Learning is the process through which individuals acquire new knowledge, behaviors, attitudes, and ideas. Humans must be sensitive to both meaningful and coincidental relationships between events in the environment to survive. This learning process happens through both unconscious and conscious pathways. Classical conditioning, also known as associative learning, is an unconscious process where an automatic, conditioned response becomes associated with a specific stimulus. Although Edwin Twitmyer published findings on classical conditioning a year before Ivan Pavlov, the most recognized work in the field is attributed to Pavlov (a Russian physiologist born in the mid-1800s). Pavlov's significant contributions to classical conditioning have led to the term "Pavlovian conditioning" being used to describe it.

The discovery of classical conditioning was accidental. While researching the digestion of dogs, Pavlov observed that the dogs' physical responses to food gradually changed. Initially, the dogs only salivated when the food was directly presented. However, he later noticed that the dogs began to salivate slightly before the food arrived in response to sounds consistently associated with feeding, such as the sound of the food cart. To test his theory, Pavlov conducted an experiment where he rang a bell shortly before presenting food to the dogs. Initially, the dogs did not salivate in response to the bell. However, as they learned to associate the sound of the bell with the arrival of food, they began to salivate at the sound alone.

An unconditioned stimulus is something that naturally triggers an automatic response. In Pavlov's experiment, the food acted as the unconditioned stimulus. The unconditioned response is the automatic reaction to that stimulus, which in this case was the dogs salivating in response to the food.

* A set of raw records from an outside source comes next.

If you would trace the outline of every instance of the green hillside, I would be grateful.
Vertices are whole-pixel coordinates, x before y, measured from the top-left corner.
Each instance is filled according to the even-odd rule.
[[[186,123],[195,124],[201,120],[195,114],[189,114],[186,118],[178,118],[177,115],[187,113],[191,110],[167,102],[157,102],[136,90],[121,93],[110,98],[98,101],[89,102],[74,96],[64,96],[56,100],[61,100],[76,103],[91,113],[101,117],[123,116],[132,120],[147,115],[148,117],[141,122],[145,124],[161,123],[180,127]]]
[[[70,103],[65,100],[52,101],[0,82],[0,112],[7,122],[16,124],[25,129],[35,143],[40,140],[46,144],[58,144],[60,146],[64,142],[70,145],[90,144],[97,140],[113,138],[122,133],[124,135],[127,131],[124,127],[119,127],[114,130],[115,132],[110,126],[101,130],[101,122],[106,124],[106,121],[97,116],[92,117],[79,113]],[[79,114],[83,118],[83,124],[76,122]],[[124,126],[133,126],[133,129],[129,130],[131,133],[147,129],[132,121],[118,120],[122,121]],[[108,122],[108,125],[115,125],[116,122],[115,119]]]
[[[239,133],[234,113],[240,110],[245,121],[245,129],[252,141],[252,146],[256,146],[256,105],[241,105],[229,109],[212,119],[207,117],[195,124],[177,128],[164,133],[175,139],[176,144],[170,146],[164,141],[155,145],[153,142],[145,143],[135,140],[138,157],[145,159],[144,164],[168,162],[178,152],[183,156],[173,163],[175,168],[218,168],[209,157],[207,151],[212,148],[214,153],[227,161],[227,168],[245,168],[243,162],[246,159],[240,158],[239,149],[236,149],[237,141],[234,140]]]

A neutral stimulus initially elicits no response. Pavlov introduced the ringing of the bell as a neutral stimulus. Over time, a neutral stimulus can become a conditioned stimulus, which eventually triggers a conditioned response. In Pavlov's experiment, the ringing of the bell became the conditioned stimulus, and salivation was the conditioned response. Essentially, the neutral stimulus transforms into the conditioned stimulus. While the unconditioned and conditioned responses are the same physiological reaction—salivation—the difference lies in the stimulus that elicits them. In Pavlov's experiments, salivation was the response. The unconditioned response, triggered by food, was salivation, while the bell triggered the conditioned response.